«Faire du n’importe quoi» est anticonstitutionnel

La situation est autant grave que complexe. Complexe tout d’abord; par les nombreuses responsabilités et les implications que soulève la préoccupation majeure de sortir de la «crise sanitaire» et de revenir à une vie qui tend vers «la normale» alors que le coronavirus circule, sévit sur l’ensemble du territoire national, atteint de plus en plus de personnes et provoque des décès?

Grave est la situation, car il s’agit de prendre les décisions qui s’imposent et dont les inconvénients seraient les moindres pour l’ensemble de la population. Des décisions rationnelles où l’intérêt national prime sur toute autre considération. Et pour qu’aucune autre interprétation ne trouble l’approche, l’intérêt national est défini par la constitution en tant que loi fondamentale.

Situation nouvelle non seulement pour notre pays et notre peuple mais pour l’ensemble des habitants de la Terre et les institutions qui les gèrent. Une situation qui prête facilement à la surenchère d’autant que l’information objective est entourée d’une gangue de fakenews et d’interprétations subjectives et fallacieuses. Pour autant et sinon plus, cela ne doit pas pousser les responsables à tous les niveaux de « faire du n’importe quoi » pour donner l’impression de répondre au mieux à cette situation inédite dont l’issue reste encore indéterminée.

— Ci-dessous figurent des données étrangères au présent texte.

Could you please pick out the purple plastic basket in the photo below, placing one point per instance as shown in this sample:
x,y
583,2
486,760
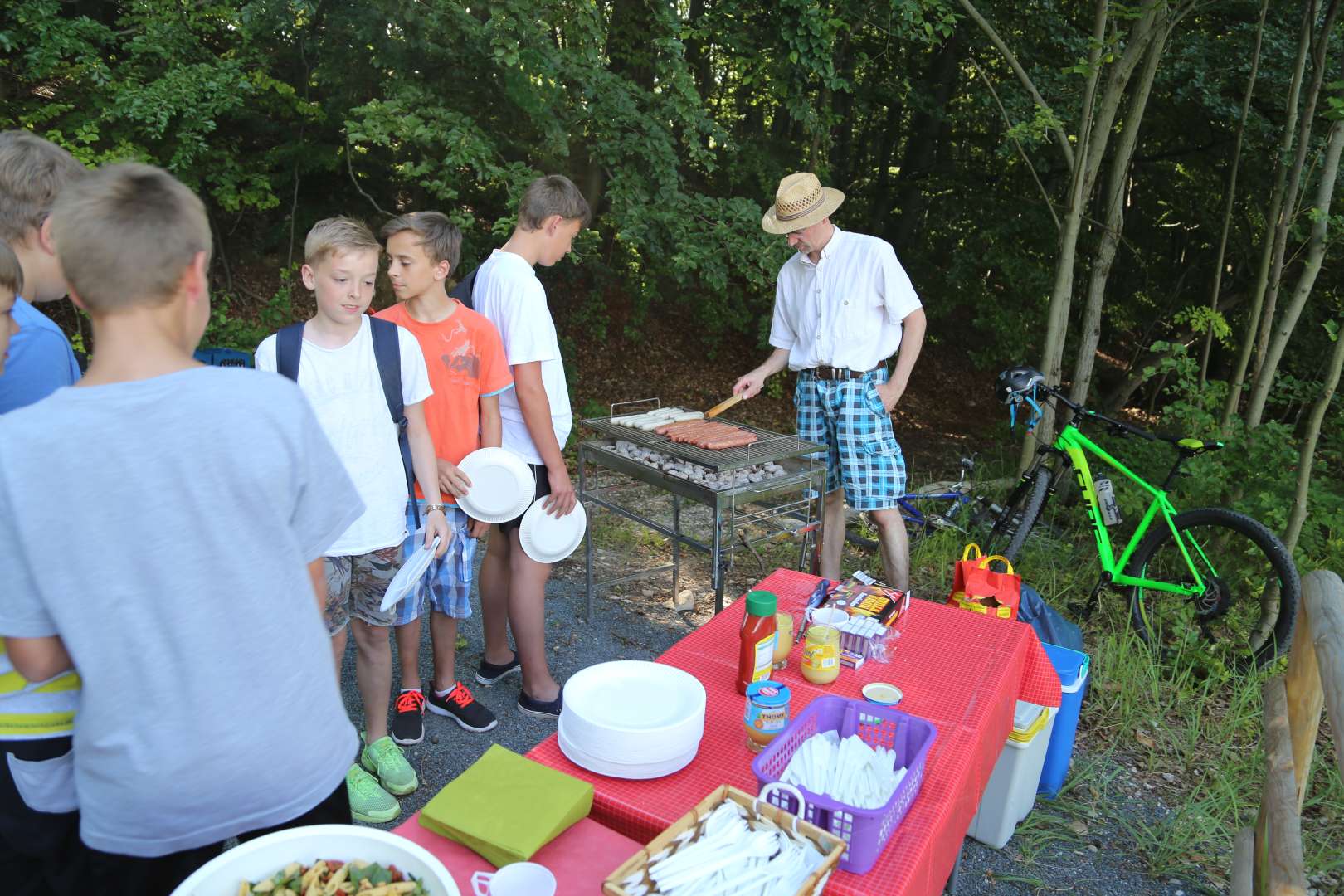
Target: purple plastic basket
x,y
864,830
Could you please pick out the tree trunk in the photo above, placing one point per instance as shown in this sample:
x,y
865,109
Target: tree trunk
x,y
1105,257
1276,202
1315,257
1308,455
1288,212
1231,195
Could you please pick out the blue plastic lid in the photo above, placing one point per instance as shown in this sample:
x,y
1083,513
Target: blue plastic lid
x,y
769,694
1070,665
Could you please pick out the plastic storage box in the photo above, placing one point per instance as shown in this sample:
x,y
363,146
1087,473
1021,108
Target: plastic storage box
x,y
1012,786
864,830
1071,668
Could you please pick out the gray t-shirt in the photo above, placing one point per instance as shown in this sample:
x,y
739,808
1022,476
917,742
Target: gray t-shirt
x,y
163,529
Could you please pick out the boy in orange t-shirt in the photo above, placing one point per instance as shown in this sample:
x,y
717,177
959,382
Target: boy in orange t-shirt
x,y
468,371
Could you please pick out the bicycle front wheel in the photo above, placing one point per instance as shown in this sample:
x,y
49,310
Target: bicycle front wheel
x,y
1250,592
1019,514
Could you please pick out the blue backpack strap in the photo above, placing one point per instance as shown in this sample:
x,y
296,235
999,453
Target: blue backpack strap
x,y
290,345
387,353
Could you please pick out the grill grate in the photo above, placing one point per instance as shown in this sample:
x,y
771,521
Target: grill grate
x,y
769,446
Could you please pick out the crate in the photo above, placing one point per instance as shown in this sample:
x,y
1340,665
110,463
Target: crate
x,y
864,830
830,845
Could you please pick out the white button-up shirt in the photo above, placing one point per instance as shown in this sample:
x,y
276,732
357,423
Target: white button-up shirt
x,y
845,310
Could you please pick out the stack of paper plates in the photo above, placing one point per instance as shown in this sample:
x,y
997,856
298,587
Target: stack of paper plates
x,y
502,485
632,719
550,539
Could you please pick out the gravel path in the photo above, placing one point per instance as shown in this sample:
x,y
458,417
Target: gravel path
x,y
1094,863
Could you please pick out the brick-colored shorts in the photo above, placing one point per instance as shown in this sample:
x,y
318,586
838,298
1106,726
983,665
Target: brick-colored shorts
x,y
357,585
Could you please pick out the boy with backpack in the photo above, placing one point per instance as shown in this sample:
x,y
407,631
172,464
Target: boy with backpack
x,y
537,425
470,373
359,373
162,528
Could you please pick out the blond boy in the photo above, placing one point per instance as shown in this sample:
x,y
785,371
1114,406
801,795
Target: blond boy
x,y
32,173
336,366
537,425
202,501
470,373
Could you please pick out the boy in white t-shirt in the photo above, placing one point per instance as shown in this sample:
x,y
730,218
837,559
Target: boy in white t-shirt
x,y
338,371
537,423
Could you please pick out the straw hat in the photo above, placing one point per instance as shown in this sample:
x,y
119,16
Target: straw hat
x,y
800,202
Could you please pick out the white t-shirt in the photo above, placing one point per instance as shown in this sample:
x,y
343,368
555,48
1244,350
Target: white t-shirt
x,y
509,293
845,310
347,395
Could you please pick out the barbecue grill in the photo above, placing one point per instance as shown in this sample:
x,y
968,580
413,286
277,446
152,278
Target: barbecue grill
x,y
761,492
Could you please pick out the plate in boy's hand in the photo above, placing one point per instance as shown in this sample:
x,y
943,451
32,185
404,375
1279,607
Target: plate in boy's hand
x,y
550,539
502,485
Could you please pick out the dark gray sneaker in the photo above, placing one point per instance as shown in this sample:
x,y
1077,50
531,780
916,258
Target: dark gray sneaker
x,y
488,674
541,709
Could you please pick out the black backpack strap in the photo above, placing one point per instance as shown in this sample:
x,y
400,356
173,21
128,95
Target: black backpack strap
x,y
387,353
290,345
464,289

L’épidémie du covid19 a mis à nu les nombreuses et diverses insuffisances qui obèrent la marche du pays vers le Maroc nouveau auquel notre peuple aspire et pour lequel il n’a pas cessé de consentir les sacrifices qui lui sont demandés. Et s’il ne s’agit pas de relever cette vérité pour en faire un usage polémique dont on a que faire, il s’agit de la prendre en considération comme « vérité terrain » dans la formulation des solutions probables et de leur mise en œuvre.

Les inégalités sociales et les disparités territoriales ne sont pas virtuelles. Elles existent bel et bien et handicapent la vie quotidienne de personnes et de familles dans l’ensemble du Royaume. Cette discrimination négative est vécue parfois dramatiquement et tout responsable doit agir, dans l’attente proche de l’éliminer, pour qu’elle n’aggrave pas des conditions de vie déjà détériorées.

Il fût un temps, pas très lointain, où certains formulaient le vœu de l’avènement d’une «NEP» et d’un «New Deal» à composante sociale renforcée pour lutter contre les effets du néolibéralisme débridé et leur accentuation par l’épidémie. Au vu de ce qui se fait aujourd’hui dans la gestion des affaires publiques, les mêmes se rabattent à moins que cela. Renforcés par plusieurs autres, ils demandent d’arrêter «les soldes» et de sauver «les meubles»; dans la consolidation du processus démocratique et non sa récusation.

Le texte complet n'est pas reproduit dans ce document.